The 99-year lease of the port of Darwin to Chinese firm Landbridge has been criticised by Washington [Image: NT Government]The Chinese company which purchased the 99-year leasing right for the Port of Darwin announced on Tuesday a $25 million expansion of its operations, just months after taking control of the port in Australia’s Northern Territory.
Landbridge Group, owned by Chinese billionaire Ye Cheng, said it would be expanding its operation in Darwin, with a one-km extension of its quay line among the planned upgrades.
The company won control of the port for 99 years under a $506 million lease agreement with the NT Government in October 2015. The deal, underlining growing China-Australia economic ties, has come under the scanner of Washington. US President Barack Obama discussed the Darwin port issue with Australian Prime Minister Malcolm Turnbull during their first meeting last year.
The multi-million dollar development plans unveiled on Tuesday would “expand cruise ship facilities”, as well as “meet future increases in cargo volumes in the areas of dry bulk exports, liquid bulk imports, live cattle and container and general cargo throughput,” the company said in a statement on Tuesday.
Darwin Port chief executive officer Terry O’Connor said the plan would eventually “quadruple the size of the existing container yard.”
The US State Department had earlier this year “secretly polled nationwide opinion” of the Northern Territory’s deal to lease Darwin port to the Chinese firm. Washington, in its many objections to the China-Australia deal, has also listed “security concerns”.
Earlier last year, a Defence department secretary Dennis Richardson told an Australian Senate committee that talk of China’s Landbridge group becoming a security risk is ‘alarmist nonsense’.

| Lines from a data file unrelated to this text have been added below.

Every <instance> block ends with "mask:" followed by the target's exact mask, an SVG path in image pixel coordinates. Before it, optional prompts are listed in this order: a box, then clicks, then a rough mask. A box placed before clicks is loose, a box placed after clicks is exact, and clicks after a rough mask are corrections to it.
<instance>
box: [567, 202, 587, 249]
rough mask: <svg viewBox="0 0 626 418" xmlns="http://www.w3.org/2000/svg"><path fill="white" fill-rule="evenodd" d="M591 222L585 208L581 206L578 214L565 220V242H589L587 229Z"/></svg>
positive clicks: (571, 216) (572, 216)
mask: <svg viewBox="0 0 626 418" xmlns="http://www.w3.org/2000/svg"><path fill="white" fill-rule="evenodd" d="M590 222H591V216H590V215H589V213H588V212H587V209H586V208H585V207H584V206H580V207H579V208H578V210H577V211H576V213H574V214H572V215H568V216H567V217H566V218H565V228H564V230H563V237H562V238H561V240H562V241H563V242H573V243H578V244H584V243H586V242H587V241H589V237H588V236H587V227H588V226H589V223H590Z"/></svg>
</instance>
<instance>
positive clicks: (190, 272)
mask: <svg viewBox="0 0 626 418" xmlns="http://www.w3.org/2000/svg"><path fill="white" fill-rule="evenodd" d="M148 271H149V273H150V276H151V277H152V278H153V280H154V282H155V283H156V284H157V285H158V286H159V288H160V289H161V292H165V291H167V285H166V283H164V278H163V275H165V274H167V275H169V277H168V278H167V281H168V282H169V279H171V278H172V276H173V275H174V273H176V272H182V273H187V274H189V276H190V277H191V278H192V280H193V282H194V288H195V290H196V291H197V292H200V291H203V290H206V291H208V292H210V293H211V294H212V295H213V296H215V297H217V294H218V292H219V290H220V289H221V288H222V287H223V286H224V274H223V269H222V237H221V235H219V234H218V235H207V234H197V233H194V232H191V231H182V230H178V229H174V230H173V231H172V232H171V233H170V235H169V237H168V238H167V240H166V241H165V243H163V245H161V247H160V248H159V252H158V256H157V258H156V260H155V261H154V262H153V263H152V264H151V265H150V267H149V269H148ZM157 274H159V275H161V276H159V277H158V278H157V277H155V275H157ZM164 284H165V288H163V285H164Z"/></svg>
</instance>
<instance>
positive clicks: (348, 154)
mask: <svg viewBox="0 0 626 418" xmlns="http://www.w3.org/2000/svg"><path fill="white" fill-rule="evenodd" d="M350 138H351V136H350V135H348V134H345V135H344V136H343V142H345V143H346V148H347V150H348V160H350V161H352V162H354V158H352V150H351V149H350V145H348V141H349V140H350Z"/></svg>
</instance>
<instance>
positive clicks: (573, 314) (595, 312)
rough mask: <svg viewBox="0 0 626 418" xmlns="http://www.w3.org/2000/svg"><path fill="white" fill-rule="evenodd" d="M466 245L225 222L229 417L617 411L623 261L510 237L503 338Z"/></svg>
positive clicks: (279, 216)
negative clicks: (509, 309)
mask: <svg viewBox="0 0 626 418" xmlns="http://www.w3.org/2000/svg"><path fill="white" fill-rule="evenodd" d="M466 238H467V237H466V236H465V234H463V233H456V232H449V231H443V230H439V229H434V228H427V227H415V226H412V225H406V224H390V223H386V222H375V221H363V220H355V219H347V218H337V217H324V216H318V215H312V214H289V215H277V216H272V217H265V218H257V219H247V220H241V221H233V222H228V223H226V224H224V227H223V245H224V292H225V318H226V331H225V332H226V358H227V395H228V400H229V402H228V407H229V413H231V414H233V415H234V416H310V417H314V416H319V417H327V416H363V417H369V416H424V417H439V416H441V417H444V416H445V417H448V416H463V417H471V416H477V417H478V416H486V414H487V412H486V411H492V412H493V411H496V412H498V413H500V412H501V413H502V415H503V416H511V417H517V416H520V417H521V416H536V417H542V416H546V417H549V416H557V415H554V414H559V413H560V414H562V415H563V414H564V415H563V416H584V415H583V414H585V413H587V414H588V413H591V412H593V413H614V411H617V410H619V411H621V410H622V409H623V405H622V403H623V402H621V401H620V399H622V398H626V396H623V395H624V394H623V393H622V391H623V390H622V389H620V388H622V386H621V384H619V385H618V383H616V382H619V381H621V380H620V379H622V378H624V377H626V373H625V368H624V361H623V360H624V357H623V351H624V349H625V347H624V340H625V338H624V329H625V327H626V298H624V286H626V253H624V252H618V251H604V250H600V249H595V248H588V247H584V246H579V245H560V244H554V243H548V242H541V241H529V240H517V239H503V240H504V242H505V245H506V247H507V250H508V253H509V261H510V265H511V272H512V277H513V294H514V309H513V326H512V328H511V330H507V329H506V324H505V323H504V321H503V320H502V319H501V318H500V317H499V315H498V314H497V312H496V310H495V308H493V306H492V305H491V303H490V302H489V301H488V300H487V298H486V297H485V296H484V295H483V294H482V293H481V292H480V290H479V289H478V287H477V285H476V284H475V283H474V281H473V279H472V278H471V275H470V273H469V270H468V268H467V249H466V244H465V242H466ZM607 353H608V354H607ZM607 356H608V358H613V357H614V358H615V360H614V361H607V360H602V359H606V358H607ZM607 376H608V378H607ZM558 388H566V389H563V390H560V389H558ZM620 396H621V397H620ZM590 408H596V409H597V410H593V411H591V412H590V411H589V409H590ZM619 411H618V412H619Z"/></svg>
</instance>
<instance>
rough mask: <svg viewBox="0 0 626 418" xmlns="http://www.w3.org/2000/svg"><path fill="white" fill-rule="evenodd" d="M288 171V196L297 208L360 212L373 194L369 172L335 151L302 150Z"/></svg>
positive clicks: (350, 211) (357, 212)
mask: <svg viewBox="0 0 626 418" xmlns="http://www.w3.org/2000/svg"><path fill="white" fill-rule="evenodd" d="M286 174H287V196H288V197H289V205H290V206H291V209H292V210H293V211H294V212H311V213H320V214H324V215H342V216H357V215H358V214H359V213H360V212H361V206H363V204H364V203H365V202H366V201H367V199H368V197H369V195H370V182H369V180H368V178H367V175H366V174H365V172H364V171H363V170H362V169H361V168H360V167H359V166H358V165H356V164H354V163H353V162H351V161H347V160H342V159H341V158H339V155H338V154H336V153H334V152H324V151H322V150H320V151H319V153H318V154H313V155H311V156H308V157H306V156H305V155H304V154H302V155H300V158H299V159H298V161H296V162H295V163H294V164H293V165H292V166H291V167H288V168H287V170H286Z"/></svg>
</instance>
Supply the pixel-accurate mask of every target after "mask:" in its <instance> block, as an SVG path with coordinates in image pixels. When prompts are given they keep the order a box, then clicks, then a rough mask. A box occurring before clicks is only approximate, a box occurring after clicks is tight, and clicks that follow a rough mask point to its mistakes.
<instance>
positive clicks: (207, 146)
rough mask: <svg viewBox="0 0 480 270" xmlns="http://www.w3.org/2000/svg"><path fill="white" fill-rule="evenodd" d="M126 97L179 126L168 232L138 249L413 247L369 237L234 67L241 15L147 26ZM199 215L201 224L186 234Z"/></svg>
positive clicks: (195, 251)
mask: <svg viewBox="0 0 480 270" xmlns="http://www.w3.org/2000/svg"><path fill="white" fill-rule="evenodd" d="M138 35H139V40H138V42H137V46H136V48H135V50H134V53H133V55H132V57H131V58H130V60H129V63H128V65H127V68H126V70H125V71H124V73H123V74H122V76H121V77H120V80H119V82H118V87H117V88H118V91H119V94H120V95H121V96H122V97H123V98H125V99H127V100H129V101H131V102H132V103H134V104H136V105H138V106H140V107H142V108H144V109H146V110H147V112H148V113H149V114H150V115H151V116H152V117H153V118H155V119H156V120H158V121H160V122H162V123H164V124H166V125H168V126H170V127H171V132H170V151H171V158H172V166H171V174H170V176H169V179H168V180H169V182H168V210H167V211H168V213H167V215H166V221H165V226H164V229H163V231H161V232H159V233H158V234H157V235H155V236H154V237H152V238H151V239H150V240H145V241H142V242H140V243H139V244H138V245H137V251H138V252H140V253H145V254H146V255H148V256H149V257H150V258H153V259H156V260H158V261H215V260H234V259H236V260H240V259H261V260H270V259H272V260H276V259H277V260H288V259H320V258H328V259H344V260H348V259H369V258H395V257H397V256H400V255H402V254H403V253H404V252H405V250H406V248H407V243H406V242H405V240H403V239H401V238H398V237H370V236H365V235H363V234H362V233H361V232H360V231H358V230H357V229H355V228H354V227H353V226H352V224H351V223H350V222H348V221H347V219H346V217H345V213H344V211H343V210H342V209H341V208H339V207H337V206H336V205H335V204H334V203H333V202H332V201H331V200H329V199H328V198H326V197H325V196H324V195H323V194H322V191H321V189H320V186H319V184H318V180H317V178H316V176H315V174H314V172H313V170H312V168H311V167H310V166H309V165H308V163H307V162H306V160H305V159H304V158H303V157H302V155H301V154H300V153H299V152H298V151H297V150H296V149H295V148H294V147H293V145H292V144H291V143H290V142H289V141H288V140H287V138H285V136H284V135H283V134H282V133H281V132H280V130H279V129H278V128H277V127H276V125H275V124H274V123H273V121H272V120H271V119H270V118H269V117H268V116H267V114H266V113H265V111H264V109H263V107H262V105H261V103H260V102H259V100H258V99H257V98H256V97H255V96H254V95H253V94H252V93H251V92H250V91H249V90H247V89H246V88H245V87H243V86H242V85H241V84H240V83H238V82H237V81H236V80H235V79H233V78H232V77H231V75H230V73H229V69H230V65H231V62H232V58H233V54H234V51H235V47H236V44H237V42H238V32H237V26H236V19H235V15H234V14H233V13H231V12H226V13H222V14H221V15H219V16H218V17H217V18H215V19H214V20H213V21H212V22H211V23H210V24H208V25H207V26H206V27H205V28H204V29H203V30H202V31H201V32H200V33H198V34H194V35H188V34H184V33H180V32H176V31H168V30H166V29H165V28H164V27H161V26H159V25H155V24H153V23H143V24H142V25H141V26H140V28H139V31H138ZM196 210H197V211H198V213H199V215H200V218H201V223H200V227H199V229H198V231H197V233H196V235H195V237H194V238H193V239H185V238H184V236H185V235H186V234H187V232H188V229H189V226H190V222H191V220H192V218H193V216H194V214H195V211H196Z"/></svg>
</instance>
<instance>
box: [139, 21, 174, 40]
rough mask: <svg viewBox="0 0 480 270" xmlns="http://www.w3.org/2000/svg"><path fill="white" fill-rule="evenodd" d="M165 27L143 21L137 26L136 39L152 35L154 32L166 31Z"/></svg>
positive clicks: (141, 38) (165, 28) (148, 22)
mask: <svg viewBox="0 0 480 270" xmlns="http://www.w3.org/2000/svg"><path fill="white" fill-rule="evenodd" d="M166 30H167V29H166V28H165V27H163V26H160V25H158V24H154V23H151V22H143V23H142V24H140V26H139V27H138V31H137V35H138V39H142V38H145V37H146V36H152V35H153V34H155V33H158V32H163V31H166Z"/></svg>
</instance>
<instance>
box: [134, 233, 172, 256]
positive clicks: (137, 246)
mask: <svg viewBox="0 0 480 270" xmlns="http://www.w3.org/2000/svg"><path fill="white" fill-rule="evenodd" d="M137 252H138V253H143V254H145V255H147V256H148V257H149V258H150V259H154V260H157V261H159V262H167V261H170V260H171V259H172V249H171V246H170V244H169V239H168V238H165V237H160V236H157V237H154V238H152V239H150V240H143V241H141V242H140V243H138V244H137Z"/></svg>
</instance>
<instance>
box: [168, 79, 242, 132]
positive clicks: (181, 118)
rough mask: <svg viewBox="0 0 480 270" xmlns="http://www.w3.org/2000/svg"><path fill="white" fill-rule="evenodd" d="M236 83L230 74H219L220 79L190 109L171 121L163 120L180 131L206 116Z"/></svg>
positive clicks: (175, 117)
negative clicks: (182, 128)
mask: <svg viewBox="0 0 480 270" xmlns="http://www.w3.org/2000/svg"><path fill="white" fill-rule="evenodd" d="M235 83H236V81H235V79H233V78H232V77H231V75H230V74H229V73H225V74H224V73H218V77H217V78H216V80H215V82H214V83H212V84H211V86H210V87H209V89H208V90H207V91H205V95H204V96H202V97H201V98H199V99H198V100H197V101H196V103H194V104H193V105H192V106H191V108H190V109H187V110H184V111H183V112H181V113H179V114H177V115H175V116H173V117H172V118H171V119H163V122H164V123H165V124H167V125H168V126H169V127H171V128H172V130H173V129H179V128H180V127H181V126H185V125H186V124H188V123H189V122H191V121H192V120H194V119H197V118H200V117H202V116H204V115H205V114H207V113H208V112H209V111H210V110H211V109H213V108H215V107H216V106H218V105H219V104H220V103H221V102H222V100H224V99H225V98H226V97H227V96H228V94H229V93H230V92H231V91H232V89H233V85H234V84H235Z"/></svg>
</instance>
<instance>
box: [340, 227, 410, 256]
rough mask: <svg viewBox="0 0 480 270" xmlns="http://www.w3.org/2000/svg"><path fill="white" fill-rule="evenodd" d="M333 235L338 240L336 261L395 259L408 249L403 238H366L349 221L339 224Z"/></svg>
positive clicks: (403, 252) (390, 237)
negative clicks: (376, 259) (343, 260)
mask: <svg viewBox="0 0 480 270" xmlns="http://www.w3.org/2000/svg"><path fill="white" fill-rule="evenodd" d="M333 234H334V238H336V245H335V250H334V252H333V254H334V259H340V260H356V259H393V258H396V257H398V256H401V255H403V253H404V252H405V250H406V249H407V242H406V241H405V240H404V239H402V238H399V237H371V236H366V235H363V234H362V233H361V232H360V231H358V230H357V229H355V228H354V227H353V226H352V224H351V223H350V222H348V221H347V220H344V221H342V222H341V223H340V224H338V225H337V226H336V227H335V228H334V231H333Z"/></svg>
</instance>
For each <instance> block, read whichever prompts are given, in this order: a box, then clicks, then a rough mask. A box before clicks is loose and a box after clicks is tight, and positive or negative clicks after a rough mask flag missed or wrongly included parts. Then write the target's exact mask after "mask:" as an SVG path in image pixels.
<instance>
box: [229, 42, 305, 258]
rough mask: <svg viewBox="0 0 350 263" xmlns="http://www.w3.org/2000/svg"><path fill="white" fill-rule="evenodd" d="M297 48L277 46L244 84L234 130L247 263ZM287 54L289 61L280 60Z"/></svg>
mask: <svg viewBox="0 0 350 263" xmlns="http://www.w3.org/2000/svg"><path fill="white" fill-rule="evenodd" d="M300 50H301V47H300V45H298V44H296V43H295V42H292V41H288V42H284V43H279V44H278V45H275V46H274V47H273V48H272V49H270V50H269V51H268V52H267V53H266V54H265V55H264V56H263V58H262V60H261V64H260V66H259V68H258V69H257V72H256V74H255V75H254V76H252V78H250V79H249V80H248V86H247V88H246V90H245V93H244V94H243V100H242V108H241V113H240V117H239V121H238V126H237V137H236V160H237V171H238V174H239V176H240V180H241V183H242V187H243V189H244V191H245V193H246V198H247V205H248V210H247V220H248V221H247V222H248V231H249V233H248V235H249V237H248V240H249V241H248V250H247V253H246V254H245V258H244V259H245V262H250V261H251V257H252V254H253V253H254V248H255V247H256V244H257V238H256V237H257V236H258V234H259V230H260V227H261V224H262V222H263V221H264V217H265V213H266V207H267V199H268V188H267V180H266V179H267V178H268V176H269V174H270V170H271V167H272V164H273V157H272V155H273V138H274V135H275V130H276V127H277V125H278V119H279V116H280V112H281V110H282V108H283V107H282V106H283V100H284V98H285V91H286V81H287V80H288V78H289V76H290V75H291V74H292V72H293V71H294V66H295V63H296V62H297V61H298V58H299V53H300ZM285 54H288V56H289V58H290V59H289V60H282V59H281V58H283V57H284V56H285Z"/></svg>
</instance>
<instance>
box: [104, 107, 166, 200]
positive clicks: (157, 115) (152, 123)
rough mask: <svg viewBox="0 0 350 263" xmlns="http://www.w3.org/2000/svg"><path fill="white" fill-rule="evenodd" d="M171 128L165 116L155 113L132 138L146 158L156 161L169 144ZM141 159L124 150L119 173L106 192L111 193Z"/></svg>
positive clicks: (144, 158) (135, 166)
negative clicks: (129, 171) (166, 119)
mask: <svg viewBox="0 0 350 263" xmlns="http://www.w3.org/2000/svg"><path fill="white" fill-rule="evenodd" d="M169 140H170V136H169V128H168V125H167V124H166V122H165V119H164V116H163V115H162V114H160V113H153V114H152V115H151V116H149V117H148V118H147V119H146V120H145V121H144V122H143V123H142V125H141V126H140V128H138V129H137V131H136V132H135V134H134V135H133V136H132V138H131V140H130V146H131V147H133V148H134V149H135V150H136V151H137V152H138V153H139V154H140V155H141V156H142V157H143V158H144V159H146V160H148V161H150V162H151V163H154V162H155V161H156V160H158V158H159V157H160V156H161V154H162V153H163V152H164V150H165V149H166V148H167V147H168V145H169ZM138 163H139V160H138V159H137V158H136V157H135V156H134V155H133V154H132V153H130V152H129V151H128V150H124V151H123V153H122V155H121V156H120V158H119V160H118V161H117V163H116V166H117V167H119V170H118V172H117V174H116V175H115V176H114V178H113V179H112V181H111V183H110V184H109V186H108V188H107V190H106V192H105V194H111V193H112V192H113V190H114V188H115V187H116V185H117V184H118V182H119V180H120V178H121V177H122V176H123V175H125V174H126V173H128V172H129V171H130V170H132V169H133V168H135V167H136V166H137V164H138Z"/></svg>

Meanwhile on Tuesday, the Northern Territory’s Chief Minister Adam Giles told the Australian Broadcasting Corporation (ABC) that he welcomed the news of Landbridge’s plan as it would increase capacity for extra cruise and cargo routes coming into Australia’s far north.
“It is in line with what we wanted to occur with an investor for the port. One of the reasons we pay a lot for goods and services that come over our port, is that our port is not big enough,” Giles said.
Giles said Landbridge’s plan would also provide a major boost for tourism in the region, allowing the government to show off little-known attractions such as the Kakadu national park.
“To expand the cruise ship terminal to be able to take two cruise ships… to see a new terminal itself, the dredging that’ll go on, these are big investments in tourism, which government could never, ever afford to do,” Giles said.
“As a private investor they are able to apply for environmental approvals just like anybody else in the territory. But if they’ve got major financial commitments that they want to see expansion, to me that’s fantastic, it’s all about jobs and growth,” he added.
Peter Jennings, the executive director of the Australian Strategic Policy Institute (Aspi), had said last year that there is “deep Chinese driving interest in terms of understanding how western military forces operate”.
“Right down to the fine details in terms of how a ship operates, how it is loaded and unloaded, the types of signals a ship will emit through a variety of sensors and systems, the noise it makes as it moves through the water with its propellers,” he alleged.
Australian Defence department secretary Richardson said these charges were “simply absurd”.
“No Australian or American naval vessel I’m aware of enters a commercial port, whether it be New York, Sydney, Shanghai, or Darwin, without turning off key emitters. The notion that you enter a commercial port – regardless of the operator – and you leave yourself exposed to possible collection is absurd,” Richardson said.
Earlier in March, Australian Prime Minister Malcolm Turnbull responding to the secret US poll, said the government would not be taking the “text message opinion poll” seriously.
“The security issues relating to that port sale were thoroughly investigated in Australia’s national interest by the relevant security agencies. That’s how we determine security issues; not, with all due respect, by text message opinion polls,” Turnbull said.